Understand and criticize the child less

Introverted or extroverted tendencies are not good or bad; they are simply different characteristics in different individuals. Therefore, parents need to listen more and understand more. Each personality will have its own strengths and suitability.

Do not force the child to integrate into society; instead, provide opportunities to guide them

It is not necessary for a child to be outgoing and talkative to be considered good. If your child is too shy, do not force them, such as suddenly throwing them into the water to teach them to swim, as it may frighten them. Instead, lead them and persuade them to go out and play, participate with friends.

Prepare the child mentally for new experiences

Knowing that your child is introverted, as a parent, you need to provide appropriate “preparation” when your child meets new people or goes to unfamiliar places. Talk to your child beforehand about the trip. Do not force your child to do things they do not want to do. Gradually, they will become more accustomed.
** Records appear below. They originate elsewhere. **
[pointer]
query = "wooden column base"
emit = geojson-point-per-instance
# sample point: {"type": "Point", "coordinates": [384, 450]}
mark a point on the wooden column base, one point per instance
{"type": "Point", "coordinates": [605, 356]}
Teach the child self-protection

Introverted children may be excluded at school, so parents need to teach their child to seek help and solve problems by themselves. At the same time, you can communicate more with the teachers about your child’s personality to gain understanding and assistance.

A child’s introverted or extroverted nature is neither good nor bad. Each personality will have appropriate environments and suitable future opportunities. Therefore, do not force your child to be like you. An extroverted child also needs guidance to avoid becoming arrogant, boastful, or excessive. And in the family, it is best not to blame your spouse or child for inheriting certain traits from someone, as it will not solve the problem and only create more tension in the family, making your child feel guilty and causing disharmony between you and your spouse. Regardless of whose genetic traits the child inherits, you should not blame each other because you chose to be with your partner, and only by working together can you make progress, while criticism only slows down the process.